Cresceu lentamente, tão raquítica e delicada. E seus primeiros passinhos demoraram a acontecer. Falar algumas palavras, somente depois dos 7 anos de idade.
Na escola, caçoada, tão tímida e isolada, não conseguia aprender. Menina estranha, acuada, simplesmente não aprendia nada.
Frequentou, sim, até a 4®série. Mas a escola abandonou, tamanho constrangimento por nada aprender. E cabe aqui parentesar. Quem abandonou quem?
Então os anos correram. Argemira, humilde, não obstante batalhadora, sempre em casa, solitária, sonhadora. O sonho? Aprender.

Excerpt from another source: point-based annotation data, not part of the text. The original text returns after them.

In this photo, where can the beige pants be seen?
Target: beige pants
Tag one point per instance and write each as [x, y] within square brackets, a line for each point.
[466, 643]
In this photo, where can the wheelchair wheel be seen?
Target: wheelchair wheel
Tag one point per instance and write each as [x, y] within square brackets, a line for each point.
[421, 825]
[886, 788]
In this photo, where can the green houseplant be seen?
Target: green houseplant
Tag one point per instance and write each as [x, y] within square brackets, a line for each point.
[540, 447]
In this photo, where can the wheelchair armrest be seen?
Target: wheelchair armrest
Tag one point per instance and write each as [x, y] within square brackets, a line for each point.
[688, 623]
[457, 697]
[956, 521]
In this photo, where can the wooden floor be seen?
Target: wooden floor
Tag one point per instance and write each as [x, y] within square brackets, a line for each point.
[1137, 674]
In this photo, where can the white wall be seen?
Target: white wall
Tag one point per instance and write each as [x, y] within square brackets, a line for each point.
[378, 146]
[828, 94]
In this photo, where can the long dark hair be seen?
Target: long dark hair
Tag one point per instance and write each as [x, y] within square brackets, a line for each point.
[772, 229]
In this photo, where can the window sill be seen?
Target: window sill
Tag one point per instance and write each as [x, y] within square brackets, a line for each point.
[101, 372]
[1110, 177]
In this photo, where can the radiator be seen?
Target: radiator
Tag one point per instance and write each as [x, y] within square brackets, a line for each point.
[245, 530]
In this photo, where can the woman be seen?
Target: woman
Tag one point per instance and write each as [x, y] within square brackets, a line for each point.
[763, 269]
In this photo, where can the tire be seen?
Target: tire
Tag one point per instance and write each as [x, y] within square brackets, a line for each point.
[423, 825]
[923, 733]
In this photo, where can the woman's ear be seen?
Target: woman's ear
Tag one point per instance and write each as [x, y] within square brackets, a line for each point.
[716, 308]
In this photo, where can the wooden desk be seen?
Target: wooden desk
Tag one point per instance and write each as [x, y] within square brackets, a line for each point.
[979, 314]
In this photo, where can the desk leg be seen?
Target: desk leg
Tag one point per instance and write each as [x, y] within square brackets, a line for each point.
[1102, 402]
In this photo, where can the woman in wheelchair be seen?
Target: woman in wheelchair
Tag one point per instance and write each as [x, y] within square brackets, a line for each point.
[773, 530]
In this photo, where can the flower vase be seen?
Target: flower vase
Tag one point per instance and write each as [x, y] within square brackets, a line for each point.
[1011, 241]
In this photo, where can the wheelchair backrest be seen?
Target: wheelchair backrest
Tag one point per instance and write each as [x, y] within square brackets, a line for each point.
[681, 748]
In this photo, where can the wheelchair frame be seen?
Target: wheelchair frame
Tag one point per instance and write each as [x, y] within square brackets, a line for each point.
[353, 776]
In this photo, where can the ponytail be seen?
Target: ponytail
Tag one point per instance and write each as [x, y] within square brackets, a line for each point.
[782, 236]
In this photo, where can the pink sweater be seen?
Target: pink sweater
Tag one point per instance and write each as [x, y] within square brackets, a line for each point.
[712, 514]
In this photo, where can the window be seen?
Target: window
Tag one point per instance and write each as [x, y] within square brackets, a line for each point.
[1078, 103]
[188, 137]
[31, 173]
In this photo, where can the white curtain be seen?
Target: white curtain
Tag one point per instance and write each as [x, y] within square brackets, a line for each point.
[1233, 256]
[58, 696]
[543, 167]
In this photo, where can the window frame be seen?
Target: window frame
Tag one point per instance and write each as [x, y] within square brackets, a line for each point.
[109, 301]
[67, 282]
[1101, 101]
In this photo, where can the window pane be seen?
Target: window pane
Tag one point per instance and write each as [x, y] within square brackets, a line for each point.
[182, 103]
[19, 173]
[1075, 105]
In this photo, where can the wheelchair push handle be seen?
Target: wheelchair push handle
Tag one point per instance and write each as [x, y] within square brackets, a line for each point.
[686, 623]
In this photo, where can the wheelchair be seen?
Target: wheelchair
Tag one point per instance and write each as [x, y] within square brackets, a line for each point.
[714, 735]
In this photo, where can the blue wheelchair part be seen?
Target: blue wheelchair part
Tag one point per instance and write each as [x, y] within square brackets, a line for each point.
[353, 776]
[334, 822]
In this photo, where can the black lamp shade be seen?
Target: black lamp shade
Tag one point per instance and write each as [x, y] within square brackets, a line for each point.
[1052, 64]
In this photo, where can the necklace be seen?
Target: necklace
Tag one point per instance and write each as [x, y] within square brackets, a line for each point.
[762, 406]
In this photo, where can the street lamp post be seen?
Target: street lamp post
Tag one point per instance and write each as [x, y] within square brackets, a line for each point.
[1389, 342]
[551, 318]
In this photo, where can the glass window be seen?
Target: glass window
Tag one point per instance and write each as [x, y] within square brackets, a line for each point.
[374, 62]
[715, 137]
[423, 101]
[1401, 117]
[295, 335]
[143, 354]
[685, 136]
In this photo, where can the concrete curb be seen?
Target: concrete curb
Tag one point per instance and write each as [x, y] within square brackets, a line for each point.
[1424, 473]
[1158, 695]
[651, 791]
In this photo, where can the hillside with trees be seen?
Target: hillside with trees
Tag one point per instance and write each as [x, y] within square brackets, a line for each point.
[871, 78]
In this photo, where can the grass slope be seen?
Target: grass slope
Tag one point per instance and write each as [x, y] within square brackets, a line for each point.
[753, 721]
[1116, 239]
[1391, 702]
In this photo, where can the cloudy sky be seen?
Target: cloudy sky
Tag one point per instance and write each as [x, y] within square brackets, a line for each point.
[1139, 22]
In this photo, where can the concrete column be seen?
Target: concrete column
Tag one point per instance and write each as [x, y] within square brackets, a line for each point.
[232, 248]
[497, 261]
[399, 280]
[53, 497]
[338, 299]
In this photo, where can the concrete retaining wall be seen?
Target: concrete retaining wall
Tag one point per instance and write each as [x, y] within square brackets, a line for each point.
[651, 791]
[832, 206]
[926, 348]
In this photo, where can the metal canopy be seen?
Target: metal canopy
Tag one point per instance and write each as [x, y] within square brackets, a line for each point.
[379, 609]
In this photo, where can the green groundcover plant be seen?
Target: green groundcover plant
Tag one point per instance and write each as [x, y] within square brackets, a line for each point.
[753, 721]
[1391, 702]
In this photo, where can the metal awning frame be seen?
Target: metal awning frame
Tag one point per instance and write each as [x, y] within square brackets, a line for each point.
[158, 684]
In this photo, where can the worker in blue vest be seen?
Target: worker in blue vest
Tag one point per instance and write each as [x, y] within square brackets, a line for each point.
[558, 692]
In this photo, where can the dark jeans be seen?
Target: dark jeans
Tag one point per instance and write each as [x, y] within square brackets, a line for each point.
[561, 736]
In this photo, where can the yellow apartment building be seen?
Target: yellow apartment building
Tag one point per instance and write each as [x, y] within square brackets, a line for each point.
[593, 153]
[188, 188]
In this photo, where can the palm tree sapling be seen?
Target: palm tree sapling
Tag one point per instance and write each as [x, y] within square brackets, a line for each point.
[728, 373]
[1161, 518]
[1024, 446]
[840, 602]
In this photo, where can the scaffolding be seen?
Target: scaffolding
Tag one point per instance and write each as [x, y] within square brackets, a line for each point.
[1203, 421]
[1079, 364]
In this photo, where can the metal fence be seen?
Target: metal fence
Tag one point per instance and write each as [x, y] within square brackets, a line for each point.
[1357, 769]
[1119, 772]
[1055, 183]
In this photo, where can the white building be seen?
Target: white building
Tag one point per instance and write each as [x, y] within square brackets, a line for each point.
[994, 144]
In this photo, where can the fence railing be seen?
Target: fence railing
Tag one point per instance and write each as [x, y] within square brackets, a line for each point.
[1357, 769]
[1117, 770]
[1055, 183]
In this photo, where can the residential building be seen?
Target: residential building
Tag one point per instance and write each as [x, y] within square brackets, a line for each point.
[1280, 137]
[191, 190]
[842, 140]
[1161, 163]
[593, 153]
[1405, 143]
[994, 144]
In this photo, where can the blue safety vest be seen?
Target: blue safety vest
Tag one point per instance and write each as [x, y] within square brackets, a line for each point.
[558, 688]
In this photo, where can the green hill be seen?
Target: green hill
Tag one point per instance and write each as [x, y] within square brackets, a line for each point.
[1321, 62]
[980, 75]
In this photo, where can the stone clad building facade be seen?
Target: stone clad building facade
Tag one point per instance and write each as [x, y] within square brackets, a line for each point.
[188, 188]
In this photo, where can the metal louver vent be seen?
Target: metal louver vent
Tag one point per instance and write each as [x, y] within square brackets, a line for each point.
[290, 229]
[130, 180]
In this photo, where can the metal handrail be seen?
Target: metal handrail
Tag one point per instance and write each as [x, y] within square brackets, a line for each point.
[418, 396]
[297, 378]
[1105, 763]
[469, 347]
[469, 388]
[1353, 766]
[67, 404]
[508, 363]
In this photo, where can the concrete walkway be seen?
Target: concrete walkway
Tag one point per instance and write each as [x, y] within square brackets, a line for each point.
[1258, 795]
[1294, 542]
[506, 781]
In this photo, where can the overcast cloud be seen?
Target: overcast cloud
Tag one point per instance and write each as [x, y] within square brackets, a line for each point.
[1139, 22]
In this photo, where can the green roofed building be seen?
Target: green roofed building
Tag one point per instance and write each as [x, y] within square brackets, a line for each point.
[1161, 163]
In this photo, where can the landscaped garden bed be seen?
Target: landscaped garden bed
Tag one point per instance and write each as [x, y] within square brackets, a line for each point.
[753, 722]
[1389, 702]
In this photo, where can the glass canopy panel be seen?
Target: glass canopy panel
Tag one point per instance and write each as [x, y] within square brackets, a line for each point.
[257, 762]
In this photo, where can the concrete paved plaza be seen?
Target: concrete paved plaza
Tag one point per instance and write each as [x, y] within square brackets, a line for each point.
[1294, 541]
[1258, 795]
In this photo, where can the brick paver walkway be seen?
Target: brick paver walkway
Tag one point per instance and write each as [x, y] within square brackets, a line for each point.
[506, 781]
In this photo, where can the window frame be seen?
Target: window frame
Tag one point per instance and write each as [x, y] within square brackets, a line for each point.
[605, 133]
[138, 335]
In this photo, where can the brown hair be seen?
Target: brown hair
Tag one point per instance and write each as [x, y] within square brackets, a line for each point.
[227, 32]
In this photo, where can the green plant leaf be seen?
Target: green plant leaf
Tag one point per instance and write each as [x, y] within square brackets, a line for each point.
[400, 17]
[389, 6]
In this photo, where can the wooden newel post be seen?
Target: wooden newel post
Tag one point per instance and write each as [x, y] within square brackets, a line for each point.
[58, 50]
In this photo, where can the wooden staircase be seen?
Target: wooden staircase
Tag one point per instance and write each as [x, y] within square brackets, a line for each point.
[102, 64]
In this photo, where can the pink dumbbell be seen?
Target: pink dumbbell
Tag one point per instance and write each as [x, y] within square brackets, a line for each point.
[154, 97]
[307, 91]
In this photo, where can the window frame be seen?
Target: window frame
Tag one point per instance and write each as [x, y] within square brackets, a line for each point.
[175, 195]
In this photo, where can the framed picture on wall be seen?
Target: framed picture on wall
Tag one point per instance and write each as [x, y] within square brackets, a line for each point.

Argemira nunca esqueceu o contato que teve com as palavras escritas. Guarda, ainda, seu caderninho de caligrafia.
Todos os dias, lá no mesmo casebre que um dia a recebeu em um rasgo purpúreo, senta-se na mesinha capenga da cozinha. À luz enfumaçada do lampião, Argemira tenta ler sua bíblia. Não consegue. Ainda assim persiste, todos os dias, em suas tentativas.
Argemira tem um sonho. Quer ler e escrever.
A vida é feita de sonhos.
A sequela irremediável de um parto há 30 anos foi seu cérebro danificado.
Mas Argemira não se rende. Não precisa de piedade. Não precisa de suposições discriminatórias. Nem se importa com discursos excludentes, pois seus desejos são imunes ao pieguismo sociodramático.
Simplesmente crê que um dia vai aprender.
Afinal tem um sonho.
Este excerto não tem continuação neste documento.